A Mouthful of Air Review
A Mouthful of Air follows Julie Davis (Amanda Seyfried), a children's book author whose stories aim to help children face and tackle their fears. Behind the colorful pages though, Julie is hiding a dark secret. She has been struggling with postpartum depression and it has finally become too much to bear. After a suicide attempt, she continues to become more detached and isolated from everyone and everything. Her husband Ethan (Finn Wittrock), tries to be supportive but has no idea how to help. Julie tries to pull herself out of the depths of darkness but with the weight of trying to be perfect and another baby on the way she slips further into postpartum depression.
Amy Koppelman, author of the book, took the helm adapting it for the screenplay and serving as the film's director. Her closeness with the material not only as the writer but also as someone who suffered from PPD means the film handles the subject with care while not shying away from the truth. Postpartum depression is not pretty and it manifests in a variety of ways, being different for each woman who suffers from it. Koppelman ensures the story does not blame Julie for her feelings even if it does fall into the predictable pitfall of trying to pinpoint where the depression could have stemmed from.
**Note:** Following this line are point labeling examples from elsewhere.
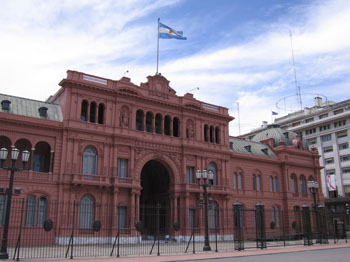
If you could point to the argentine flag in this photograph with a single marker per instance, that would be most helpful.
(165, 32)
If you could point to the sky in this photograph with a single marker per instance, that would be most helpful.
(238, 53)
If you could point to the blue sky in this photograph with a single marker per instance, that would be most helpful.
(238, 51)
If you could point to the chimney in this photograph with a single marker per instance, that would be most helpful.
(318, 101)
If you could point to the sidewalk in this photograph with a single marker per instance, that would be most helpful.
(199, 256)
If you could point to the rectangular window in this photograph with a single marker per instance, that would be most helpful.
(323, 116)
(326, 138)
(328, 149)
(292, 184)
(271, 184)
(234, 180)
(277, 216)
(42, 210)
(336, 112)
(325, 127)
(121, 217)
(190, 174)
(344, 158)
(312, 141)
(329, 160)
(309, 120)
(122, 167)
(192, 220)
(277, 186)
(240, 184)
(342, 134)
(30, 215)
(345, 170)
(343, 146)
(330, 172)
(258, 183)
(3, 199)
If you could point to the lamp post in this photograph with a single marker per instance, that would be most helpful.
(313, 186)
(205, 175)
(14, 157)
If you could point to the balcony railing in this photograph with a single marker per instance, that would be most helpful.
(27, 175)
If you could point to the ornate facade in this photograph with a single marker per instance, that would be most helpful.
(104, 141)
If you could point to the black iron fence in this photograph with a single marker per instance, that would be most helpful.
(58, 230)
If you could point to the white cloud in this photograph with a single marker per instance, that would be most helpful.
(42, 39)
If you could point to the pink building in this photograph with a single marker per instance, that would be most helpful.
(113, 142)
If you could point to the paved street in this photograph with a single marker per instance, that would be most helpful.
(326, 255)
(320, 253)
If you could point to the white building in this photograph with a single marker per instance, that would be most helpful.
(326, 127)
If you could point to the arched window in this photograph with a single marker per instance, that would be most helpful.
(211, 134)
(139, 120)
(213, 168)
(101, 113)
(90, 161)
(41, 161)
(86, 211)
(84, 110)
(31, 212)
(302, 185)
(217, 135)
(213, 213)
(271, 184)
(158, 124)
(277, 186)
(93, 112)
(206, 131)
(167, 125)
(149, 122)
(176, 127)
(23, 144)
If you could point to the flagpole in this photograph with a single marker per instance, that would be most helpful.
(158, 46)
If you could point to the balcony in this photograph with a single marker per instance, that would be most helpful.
(27, 176)
(94, 180)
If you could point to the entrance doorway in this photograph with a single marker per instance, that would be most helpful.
(154, 199)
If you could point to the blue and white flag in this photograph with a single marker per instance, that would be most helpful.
(165, 32)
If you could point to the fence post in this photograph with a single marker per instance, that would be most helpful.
(238, 236)
(18, 244)
(307, 225)
(260, 225)
(158, 225)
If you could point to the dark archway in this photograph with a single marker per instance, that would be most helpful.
(154, 200)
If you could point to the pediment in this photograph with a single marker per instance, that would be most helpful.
(158, 85)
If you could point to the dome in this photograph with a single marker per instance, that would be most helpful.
(278, 134)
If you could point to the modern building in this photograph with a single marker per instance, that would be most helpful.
(132, 146)
(325, 126)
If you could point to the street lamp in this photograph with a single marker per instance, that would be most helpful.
(205, 175)
(14, 157)
(313, 186)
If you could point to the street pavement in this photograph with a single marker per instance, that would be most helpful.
(339, 252)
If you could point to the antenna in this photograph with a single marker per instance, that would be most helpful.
(193, 89)
(239, 120)
(298, 94)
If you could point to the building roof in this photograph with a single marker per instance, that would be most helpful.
(238, 145)
(278, 134)
(31, 108)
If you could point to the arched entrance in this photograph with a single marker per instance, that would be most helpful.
(154, 199)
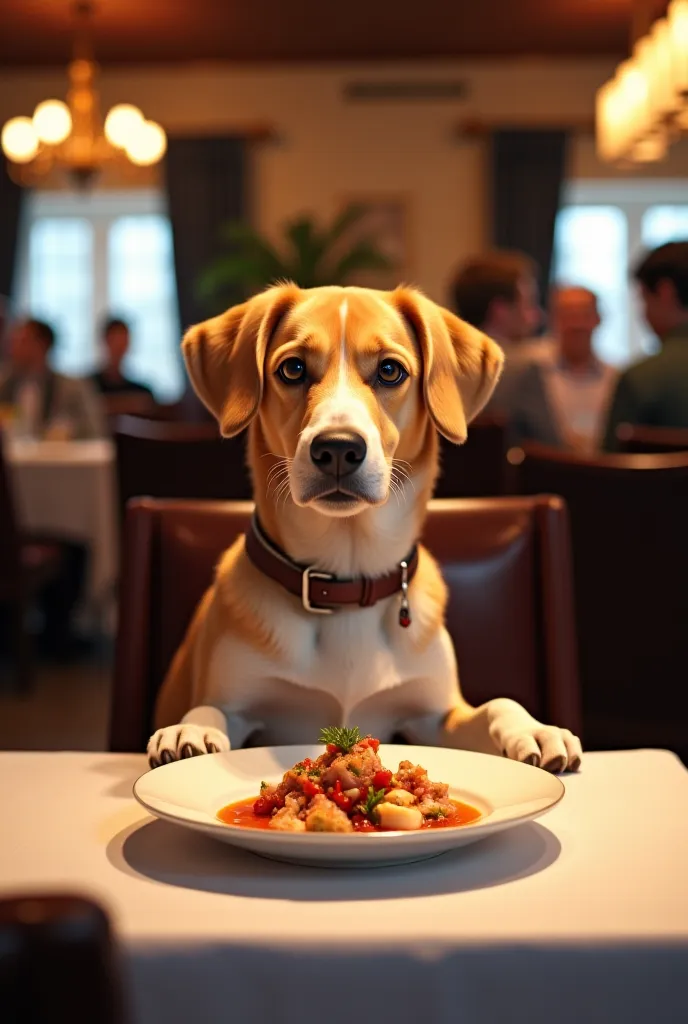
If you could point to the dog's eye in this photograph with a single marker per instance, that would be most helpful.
(292, 371)
(391, 373)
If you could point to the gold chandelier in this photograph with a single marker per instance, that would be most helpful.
(644, 108)
(72, 135)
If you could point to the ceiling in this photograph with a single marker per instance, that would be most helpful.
(40, 32)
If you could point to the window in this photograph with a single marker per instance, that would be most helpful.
(601, 230)
(103, 253)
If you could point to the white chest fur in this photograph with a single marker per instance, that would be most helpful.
(354, 667)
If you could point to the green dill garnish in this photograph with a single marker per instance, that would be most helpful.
(374, 798)
(340, 736)
(435, 813)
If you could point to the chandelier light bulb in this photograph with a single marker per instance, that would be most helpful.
(52, 121)
(18, 139)
(678, 36)
(123, 124)
(147, 145)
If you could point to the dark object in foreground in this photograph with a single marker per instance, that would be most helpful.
(57, 963)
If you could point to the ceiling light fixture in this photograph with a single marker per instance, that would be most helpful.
(71, 134)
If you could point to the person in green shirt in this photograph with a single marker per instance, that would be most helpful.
(654, 392)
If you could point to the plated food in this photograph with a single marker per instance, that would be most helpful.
(190, 792)
(348, 790)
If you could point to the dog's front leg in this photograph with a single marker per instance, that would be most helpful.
(202, 730)
(503, 726)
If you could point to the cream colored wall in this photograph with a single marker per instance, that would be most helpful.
(330, 150)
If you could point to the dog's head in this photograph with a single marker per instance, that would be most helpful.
(342, 381)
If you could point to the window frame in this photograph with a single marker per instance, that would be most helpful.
(101, 208)
(634, 198)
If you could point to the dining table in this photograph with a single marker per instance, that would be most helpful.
(67, 489)
(578, 918)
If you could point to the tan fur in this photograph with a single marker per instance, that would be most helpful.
(232, 363)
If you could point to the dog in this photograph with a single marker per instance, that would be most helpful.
(344, 391)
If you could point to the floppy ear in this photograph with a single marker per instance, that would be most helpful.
(461, 366)
(224, 356)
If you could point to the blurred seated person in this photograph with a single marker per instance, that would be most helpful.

Seyfried's portrayal of Julie is nothing short of brilliant. The way she captures what it is like to suffer with PPD, or depression in general, was truly moving and captivating. Just seeing her eyes as her feelings shift from happiness to distant as she goes through the motions of her life is enough to send chills down the viewer's spine. The way Koppelman and Seyfried handle Julie and present her to the audience elicits a connection, one that makes you want to protect Julie, to help her, and above all tell her she is not alone.
An interesting choice Koppelman made was to portray Julie's world with vivid colors. There is something visceral about seeing the brightness surrounding her as Julie falls deeper into her personal dark hell. This stark contrast strengthens the facts that those suffering with PPD can look absolutely fine on the outside, their world can be colorful and perfect, but the darkness is there nonetheless.
Hollywood rarely puts out films that tackle issues such as PPD, so the fact that A Mouthful of Air was made is a miracle in itself. It is stories like this though that need to be told. Although audiences do not rush out to see movies like this, the hope is that someone who feels the guilt, the hopelessness, and the sadness that comes with postpartum depression, will find this and in doing so be encouraged to get the help they need.
As Koppelman showcases so simply here, depression can take hold in anyone, anywhere, at any time. Postpartum depression does not care how much money you make, what your job is, or more importantly how “perfect” your life is. It only seeks to destroy you from the inside out. A Mouthful of Air is not an easy watch, but it is an important one. Maybe this raw, gut-wrenching look at PPD will help you face your own demons or have empathy towards another who is suffering. Either way, mental health is just as important as physical help and the sooner the world realizes that, the better off we will all be.
A Mouthful of Air is playing in theaters as of October 29, 2021. The film is 105 minutes long and is rated R for some language. If you suffer from PPD, anxiety, depression, this film can be triggering.
If you or someone you know may be contemplating suicide, call the National Suicide Prevention Lifeline at 800-273-8255 or text HOME to 741741 to reach the Crisis Text Line.